Many years ago, while living in South Africa, I watched a brief exchange that taught me something about the importance of language. A white lawyer was representing his client at a hearing of the Truth and Reconciliation Commission, a panel investigating human rights abuses during the country’s apartheid era. His client’s name included the distinctive click of languages such as Xhosa and Zulu. He struggled to make the sound and finally gave up.
“No, man, now I’ve had enough,” said the panel’s chair, Archbishop Desmond Tutu, rebuking the man in Afrikaans, the language of South Africa’s erstwhile system of racial oppression.
“I am sorry, sir,” the lawyer pleaded. “It is not possible for me to pronounce that sound.”
“If you take her money, you respect her surname,” the archbishop instructed. “Put your tongue behind your teeth: ‘x!ili.’”
The man tried once again – and as the poet Antjie Krog later recounted in her book “Country of My Skull,” “Tutu smile[d] benevolently.”
Learning another language, the folk singer Pete Seeger used to say, was like peering into the soul of another people – into their patterns of thinking and ways of making sense of the world. For societies emerging from external domination like colonialism, reclaiming language is an act of restoration. It is a way “to challenge stereotypes, myths, and the image of ourselves,” observed Nigerian writer Chinua Achebe, and to relearn the art of self-governing.

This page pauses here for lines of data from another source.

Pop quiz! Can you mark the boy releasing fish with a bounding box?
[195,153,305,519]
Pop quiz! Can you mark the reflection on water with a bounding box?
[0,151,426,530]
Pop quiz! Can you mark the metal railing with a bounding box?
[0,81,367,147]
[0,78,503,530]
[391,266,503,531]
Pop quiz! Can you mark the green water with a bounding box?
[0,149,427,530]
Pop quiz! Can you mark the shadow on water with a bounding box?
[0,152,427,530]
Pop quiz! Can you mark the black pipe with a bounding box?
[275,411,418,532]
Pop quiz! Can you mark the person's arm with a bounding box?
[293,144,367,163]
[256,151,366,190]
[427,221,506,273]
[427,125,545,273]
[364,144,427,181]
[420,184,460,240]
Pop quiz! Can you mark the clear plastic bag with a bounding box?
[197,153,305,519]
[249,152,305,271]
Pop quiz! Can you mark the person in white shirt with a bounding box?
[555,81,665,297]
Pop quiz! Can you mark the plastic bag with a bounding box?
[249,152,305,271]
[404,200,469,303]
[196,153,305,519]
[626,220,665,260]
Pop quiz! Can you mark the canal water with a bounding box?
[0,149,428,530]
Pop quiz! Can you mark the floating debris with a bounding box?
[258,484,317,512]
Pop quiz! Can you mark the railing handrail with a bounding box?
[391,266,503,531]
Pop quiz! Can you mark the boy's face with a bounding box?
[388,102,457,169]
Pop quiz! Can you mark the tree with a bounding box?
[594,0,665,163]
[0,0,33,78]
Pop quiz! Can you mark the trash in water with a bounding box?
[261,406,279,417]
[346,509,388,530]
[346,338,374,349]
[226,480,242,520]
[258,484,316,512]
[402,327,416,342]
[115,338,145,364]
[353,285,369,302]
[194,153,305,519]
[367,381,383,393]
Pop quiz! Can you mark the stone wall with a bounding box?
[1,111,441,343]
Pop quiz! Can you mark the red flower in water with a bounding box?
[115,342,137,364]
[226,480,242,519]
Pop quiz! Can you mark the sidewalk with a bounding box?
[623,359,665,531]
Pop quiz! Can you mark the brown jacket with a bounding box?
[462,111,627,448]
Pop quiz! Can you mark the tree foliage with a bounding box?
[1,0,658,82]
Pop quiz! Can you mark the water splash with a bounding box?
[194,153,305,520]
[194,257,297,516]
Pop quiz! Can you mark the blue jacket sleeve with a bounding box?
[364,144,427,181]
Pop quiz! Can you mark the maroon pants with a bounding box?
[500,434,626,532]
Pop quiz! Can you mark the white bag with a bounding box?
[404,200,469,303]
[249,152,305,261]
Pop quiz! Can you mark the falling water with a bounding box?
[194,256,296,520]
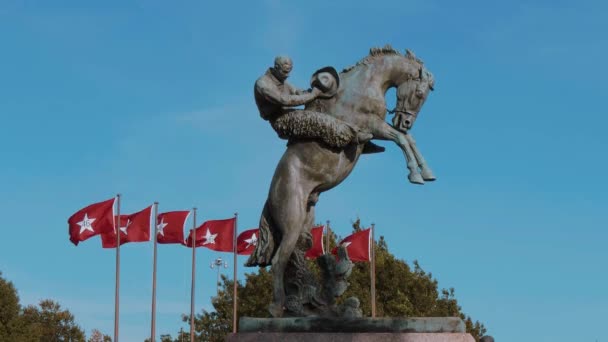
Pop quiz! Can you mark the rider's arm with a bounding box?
[285,82,312,95]
[255,81,319,107]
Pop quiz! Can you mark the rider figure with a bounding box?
[254,56,373,148]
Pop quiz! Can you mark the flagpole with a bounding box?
[232,213,239,334]
[325,220,331,253]
[114,194,120,342]
[150,202,158,342]
[190,208,196,342]
[370,223,376,318]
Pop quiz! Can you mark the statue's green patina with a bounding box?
[247,46,435,317]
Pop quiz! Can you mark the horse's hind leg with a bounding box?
[268,188,307,317]
[405,133,436,181]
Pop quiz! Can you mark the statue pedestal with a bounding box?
[226,333,475,342]
[226,317,475,342]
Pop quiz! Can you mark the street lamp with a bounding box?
[210,257,228,296]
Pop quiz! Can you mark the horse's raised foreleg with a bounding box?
[369,119,424,184]
[405,133,436,181]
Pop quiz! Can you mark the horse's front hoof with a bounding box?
[407,173,424,184]
[420,167,437,182]
[268,303,283,318]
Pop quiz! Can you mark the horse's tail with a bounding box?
[245,201,277,267]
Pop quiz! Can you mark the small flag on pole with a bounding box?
[331,228,371,262]
[68,198,115,246]
[304,226,325,259]
[156,210,190,244]
[236,228,260,255]
[101,206,152,248]
[186,218,235,252]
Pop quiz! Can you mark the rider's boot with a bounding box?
[420,164,437,182]
[268,302,283,318]
[353,131,374,144]
[407,163,424,184]
[361,141,385,154]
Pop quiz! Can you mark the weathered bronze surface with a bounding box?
[239,317,465,333]
[247,46,435,317]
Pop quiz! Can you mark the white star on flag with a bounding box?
[76,213,95,234]
[203,228,217,245]
[245,233,258,248]
[120,220,131,235]
[156,217,168,236]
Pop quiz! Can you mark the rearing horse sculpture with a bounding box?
[247,46,434,317]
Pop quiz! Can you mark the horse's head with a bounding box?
[393,66,435,132]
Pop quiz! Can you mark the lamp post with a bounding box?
[210,257,228,295]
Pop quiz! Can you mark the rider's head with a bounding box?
[272,56,293,81]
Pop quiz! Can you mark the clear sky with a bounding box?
[0,0,608,342]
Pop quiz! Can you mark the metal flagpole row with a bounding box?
[370,223,376,318]
[114,194,120,342]
[190,208,196,342]
[150,202,158,342]
[232,213,239,334]
[325,220,331,253]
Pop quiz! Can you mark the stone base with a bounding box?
[238,317,466,333]
[226,333,475,342]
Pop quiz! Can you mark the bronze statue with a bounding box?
[254,56,372,148]
[247,46,435,317]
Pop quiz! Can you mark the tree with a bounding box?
[87,329,111,342]
[22,299,85,342]
[0,272,40,342]
[162,219,486,342]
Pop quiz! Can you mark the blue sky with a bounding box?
[0,0,608,342]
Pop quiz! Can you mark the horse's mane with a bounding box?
[342,44,423,73]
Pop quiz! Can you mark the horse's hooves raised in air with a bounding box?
[268,303,283,318]
[420,168,437,182]
[407,173,424,184]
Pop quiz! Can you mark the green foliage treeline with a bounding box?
[0,272,112,342]
[162,219,486,342]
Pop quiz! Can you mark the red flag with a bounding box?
[186,218,236,252]
[68,198,115,246]
[101,206,152,248]
[304,226,325,259]
[156,211,190,244]
[236,228,260,255]
[331,228,371,261]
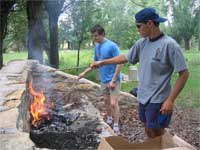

Languages are also about a sense of place, their timbres and cadences giving soundtrack and tempo to the locales where people live. Reading verse in adulthood, the former national poet laureate Robert Hass wrote in his book “Twentieth Century Pleasures,” had the power to evoke “an imagination of early childhood, dusty fig leaves and sun and fields of wild fennel.”
During more than three years of war, Ukrainians have responded to the invasion and occupation of their lands by neighboring Russia by reclaiming – through music, democratic ideals, and the uprooting of corruption – a sense of national identity that their aggressor has sought to deny. Yet their most powerful act of defiance, writes Howard LaFranchi in this week’s cover story, may be the reclaiming of their own language.
In Dnipro, Howard met Tetiana Heienko, who was serving on the town council of her village outside Melitopol when Russian forces occupied the area. She recalled what stirred in her when she was summoned by Russian soldiers and urged to recognize their authority.
“She thought of her garden, where she grew beets for borsch,” Howard writes. “She thought of Melitopol’s annual cherry festival, which had been such a glorious success the previous June.”
And then she responded to the soldiers in words that seemed even to startle herself. “When I spoke in Ukrainian, it was total shock in the room, but they understood,” she said. “I was answering these invaders and killers in the language of my home and my heart.”